Ci sono anche diversi laghetti, circa due ettari di acqua in totale, dove ci si può fare il bagno e si può pescare. Qui vivono due famiglie stabilmente, di cui una con un filgio di poco meno di due anni. Insieme a me e Hugo ci sono altri due volontari (Taliata,  brasiliana e Francesco, ecuadoregno poliglotta). La vita e molto rilassata e stimolante. Ci si sveglia alle 8, si fa colazione tutti insieme dopo un canto di ringraziamento all’universo, e alle nove si comincia a lavorare. Si lavora nell’orto (patate, mais, topinambur, pomodori, varie erbe aromatiche, zucche, fagioli e altro), si taglia la legna con l’ascia, si scavano canali di drenaggio per i vari sentierini, si piantano alberi da frutta, si cucina. Poi si pranza (sempre tutti insieme, e con ulteriori canti). La cucina e vegetariana, e molto buona, si mangiano patate (biologiche prodotte qui), riso, pane fatto in casa, e diverse salsette top a base di basilico, sesamo e altri alimenti strani come amaranto, quinoa e sementi varie. Il pomeriggio è dedicato allo studio e al riposo, personalmete mi dedico alla lettura dei libri di agricoltura ed ecologiache trovo qui.

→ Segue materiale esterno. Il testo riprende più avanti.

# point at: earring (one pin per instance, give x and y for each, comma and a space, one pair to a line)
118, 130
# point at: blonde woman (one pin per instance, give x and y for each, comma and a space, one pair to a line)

Poi si cena e si chiacchera, si sogna, si sta insieme, si raccontano storie. Si va a dormire presto con abbondanti coperte per proteggersi dal freddo e dalle zanzare (e dai mille altri tipi di insetti, aracnidi, nematopodi, crostacei, cetacei, protozoi, anfibi, rettili, gnomi e anellidi).
Il sabato è dedicato al lavoro comunitario, ovvero si lavora tutti insieme ad uno dei vari progetti che sono in atto qui. Ieri per esempio siamo andati avanti con la costruzione in fango del bagno secco. La domenica e il lunedì sono giorni di riposo, dedicati alla lettura, ai bagni nel lago (quando non piove, cioè mai) e al cazzeggio.
Internet è piuttosto precario, appena  sufficiente per scrivere queste righe. Quando avrò una connessione migliore aggiungerò alcune delle foto che ho scattato in Uruguay e nei canyon qui vicino…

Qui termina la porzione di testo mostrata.